I have been attempting to implement a cache which caches the results of an asynchronous method, with the restriction that I only want that method to run once for any particular item in the cache. Many other implementations I have seen allow the method to run multiple times. Although only the first returned value is actually stored, if this is a long running method, this is not desirable for me.
Storing Task<T>
(instead of T
) in the cache, as recommended by most implementers, is a good idea, but I still could not work out how to prevent the method that fetches the value (the valueFactory) from running more than once for any given item. The solution I came up with was to use TaskCompletionSource instead of Task for the items in the cache.
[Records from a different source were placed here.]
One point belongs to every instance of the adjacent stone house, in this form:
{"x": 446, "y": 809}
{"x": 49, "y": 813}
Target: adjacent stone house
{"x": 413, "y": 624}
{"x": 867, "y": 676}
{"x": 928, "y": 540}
This is what I came up with:
public class AsyncCache<TKey, TValue>
{
private readonly Func<TKey, Task<TValue>> valueFactory;
private readonly ConcurrentDictionary<TKey, TaskCompletionSource<TValue>> completionSourceCache =
new ConcurrentDictionary<TKey, TaskCompletionSource<TValue>>();
public AsyncCache(Func<TKey, Task<TValue>> valueFactory)
{
this.valueFactory = valueFactory;
}
public async Task<TValue> GetItem(TKey key)
{
if (!completionSourceCache.TryAdd(key, new TaskCompletionSource<TValue>()))
{
return await completionSourceCache[key].Task;
}
TaskCompletionSource<TValue> taskSource = completionSourceCache[key];
try
{
var result = await valueFactory(key);
taskSource.SetResult(result);
}
catch (Exception e)
{
taskSource.SetException(e);
}
return await taskSource.Task;
}
}
The idea was that a key is associated with a TaskCompletionSource. The first time a particular item is requested, the TaskCompletionSource will be added to the dictionary for that key. Any subsequent (potentially reentrant) callers would be returned the Task associated with the TaskCompletionSource.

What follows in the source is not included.